Why You Can’t Stop Googling Your Symptoms — And What to Do Instead
- Siobhan Tyrrell
- May 7
- 4 min read

If you live with health anxiety, chances are you’ve found yourself caught in the endless scroll of symptom checkers, online forums, and worst-case medical articles. Maybe it starts with a harmless twinge — a headache, a flutter in your chest, a rash that wasn’t there yesterday. Before you know it, you’re deep in a Google spiral, convinced you're facing a serious illness.
You might even know it’s unhelpful. But in the moment, it feels impossible to resist. Googling seems to offer clarity, control, or reassurance — and for a few seconds, it does. But the relief never lasts. In fact, if you live with health anxiety (sometimes called illness anxiety disorder or cyberchondria), this pattern likely leaves you more anxious, not less.
So why does Googling feel so necessary when you’re anxious about your health? And what can you do instead?
The Health Anxiety and Google Loop
Health anxiety is more than just concern about your wellbeing. It’s a pattern of excessive worry about being seriously ill — even when there's little or no medical evidence to support that fear. It often involves intense body scanning, checking behaviours, and, of course, reassurance-seeking — including online.
Googling becomes part of what CBT therapists call a safety behaviour — something you do to reduce fear or uncertainty. It might look like:
Searching for "chest pain after exercise" 20 times in a day
Reading every forum thread on a tingling arm
Comparing symptom lists to try to rule out cancer or a stroke
But here’s the twist: while Googling is meant to ease anxiety, it almost always increases it.
Why? Because when you search symptoms online, you’re often met with vague or extreme possibilities. A headache could be dehydration… or a brain tumour. That tight chest might be anxiety… or a heart condition. The information is rarely definitive, and it’s rarely personal. You're trying to find certainty in a space that thrives on fear-based clicks.
The result? You might feel calmer for a few minutes — but your brain learns that Googling = short-term relief, reinforcing the habit. Long term, your health anxiety grows stronger.
So, What Can You Do Instead?
The first step is to recognise that Googling is part of the problem, not the solution. It’s not that you’re being irrational or dramatic — it’s that your brain is trying to protect you by avoiding uncertainty. And uncertainty is one of the hardest things to sit with when you have health anxiety.
Here are some therapist-approved ways to begin breaking the cycle:
1. Postpone the Search
Start by saying, “I’ll wait 10 minutes before I Google.” You’re not banning it entirely — you’re creating space to check in with yourself. Ask: What do I hope to find? What am I afraid of? What have I found in the past? Often, you’ll notice that the urge fades or softens during this pause.
2. Track Your Triggers
Keep a simple log of what sensations or situations trigger your Googling. Do you tend to search late at night? After a stressful conversation? When you’re alone? Awareness helps break the automatic loop.

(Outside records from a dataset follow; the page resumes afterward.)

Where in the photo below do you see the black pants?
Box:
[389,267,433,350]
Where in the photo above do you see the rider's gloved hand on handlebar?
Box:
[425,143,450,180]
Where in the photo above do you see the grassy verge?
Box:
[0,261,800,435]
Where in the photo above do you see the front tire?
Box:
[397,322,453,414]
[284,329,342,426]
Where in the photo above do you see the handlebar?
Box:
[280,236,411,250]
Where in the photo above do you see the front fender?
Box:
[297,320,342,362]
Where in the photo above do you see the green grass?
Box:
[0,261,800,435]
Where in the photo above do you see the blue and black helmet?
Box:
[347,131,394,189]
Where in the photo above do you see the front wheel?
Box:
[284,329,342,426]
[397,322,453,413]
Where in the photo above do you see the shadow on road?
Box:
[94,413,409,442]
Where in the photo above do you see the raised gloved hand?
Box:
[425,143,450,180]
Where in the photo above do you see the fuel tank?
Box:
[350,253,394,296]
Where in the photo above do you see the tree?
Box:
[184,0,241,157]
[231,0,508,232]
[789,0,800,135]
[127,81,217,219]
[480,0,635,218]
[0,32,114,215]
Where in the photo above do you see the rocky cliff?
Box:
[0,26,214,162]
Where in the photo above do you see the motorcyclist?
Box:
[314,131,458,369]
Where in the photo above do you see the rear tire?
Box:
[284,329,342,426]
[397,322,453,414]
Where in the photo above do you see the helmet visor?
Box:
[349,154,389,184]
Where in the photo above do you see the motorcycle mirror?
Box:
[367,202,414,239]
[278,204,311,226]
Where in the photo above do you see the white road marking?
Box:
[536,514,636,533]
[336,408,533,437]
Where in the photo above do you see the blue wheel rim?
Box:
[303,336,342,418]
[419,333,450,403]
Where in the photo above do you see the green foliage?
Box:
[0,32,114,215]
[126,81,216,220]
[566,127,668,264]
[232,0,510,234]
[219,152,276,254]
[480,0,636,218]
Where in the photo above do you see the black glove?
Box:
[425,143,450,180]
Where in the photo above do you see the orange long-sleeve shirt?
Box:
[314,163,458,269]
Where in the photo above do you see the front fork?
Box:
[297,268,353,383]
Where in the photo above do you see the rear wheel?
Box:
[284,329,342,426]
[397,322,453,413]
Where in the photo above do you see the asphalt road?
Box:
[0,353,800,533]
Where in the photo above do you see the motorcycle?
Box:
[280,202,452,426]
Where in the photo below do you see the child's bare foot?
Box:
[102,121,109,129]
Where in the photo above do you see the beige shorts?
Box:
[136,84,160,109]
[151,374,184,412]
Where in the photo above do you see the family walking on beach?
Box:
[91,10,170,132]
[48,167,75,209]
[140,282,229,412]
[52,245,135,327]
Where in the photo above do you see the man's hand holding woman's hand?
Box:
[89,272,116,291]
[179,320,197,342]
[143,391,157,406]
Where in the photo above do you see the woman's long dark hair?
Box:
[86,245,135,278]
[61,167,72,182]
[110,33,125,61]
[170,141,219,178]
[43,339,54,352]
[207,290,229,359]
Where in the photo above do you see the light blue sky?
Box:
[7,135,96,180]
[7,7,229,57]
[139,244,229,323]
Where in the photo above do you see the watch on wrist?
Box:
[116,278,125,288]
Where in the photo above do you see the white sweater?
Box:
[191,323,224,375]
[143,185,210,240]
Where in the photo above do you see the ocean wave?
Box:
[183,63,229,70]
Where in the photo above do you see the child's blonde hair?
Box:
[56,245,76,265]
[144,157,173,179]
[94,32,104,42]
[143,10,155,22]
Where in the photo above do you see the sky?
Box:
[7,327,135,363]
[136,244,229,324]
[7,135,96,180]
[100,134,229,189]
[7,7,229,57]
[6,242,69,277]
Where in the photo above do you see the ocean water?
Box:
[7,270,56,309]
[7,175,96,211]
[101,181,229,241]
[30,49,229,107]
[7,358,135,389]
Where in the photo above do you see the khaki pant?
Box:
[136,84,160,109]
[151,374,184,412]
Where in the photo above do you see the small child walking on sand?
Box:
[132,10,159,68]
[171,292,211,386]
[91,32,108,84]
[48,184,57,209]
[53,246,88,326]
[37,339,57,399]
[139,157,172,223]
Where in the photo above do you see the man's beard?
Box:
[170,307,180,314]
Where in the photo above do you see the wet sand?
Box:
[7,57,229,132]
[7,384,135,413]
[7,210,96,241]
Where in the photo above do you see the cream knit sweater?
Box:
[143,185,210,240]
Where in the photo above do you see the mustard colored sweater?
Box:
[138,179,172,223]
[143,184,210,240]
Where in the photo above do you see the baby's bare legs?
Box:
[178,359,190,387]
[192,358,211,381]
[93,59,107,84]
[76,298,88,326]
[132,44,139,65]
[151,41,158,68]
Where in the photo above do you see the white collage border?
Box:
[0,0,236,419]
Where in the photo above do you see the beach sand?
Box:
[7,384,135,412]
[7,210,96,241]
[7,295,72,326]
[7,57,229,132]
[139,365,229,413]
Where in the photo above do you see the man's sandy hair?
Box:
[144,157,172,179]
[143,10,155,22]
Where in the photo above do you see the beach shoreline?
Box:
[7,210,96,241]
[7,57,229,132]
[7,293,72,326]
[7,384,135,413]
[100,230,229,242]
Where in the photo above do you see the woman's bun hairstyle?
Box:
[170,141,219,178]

3. Practice Uncertainty Tolerance
This is the long game. Health anxiety thrives on the belief that you must be 100% sure you’re healthy — and that if you aren’t, something terrible will happen. In reality, none of us can be entirely certain. Learning to live with some doubt is hard — but incredibly freeing.
Therapists often use something called imaginal exposure or uncertainty training to help with this. It might involve practicing thoughts like: "Maybe this is nothing — and I can live with not knowing for now."
Be Kind to Yourself
If you’ve spent hours — or years — Googling symptoms, that doesn’t mean you’re broken. It means you’re anxious and looking for answers in the most available place. That’s understandable. But over time, this habit wires your brain to associate symptoms with danger, and danger with the need to act immediately.
Breaking that cycle takes patience, self-compassion, and often, support. A therapist trained in CBT for health anxiety can help you map out your own anxiety loops, work with the thoughts that drive them, and create a plan for moving forward.
When to Get Help
Sometimes health anxiety masks other struggles — grief, trauma, or a deep fear of losing control. And sometimes, it becomes so overwhelming that it affects sleep, work, and relationships. If you're spending hours a day worrying, checking, or searching for reassurance, you're not alone — and help is available.
Working with a therapist can help you build tools to respond to uncertainty, discomfort, and fear without spiralling. It doesn't mean ignoring real health concerns — it means learning to assess them in a balanced, grounded way.
Final Thought
If Googling your symptoms has become your default coping strategy, you're in good company. But you deserve better tools — tools that calm your nervous system, build your confidence, and help you feel safe in your own body again.
You don’t need to live at the mercy of the search bar. You can learn to trust your body — and your mind — again.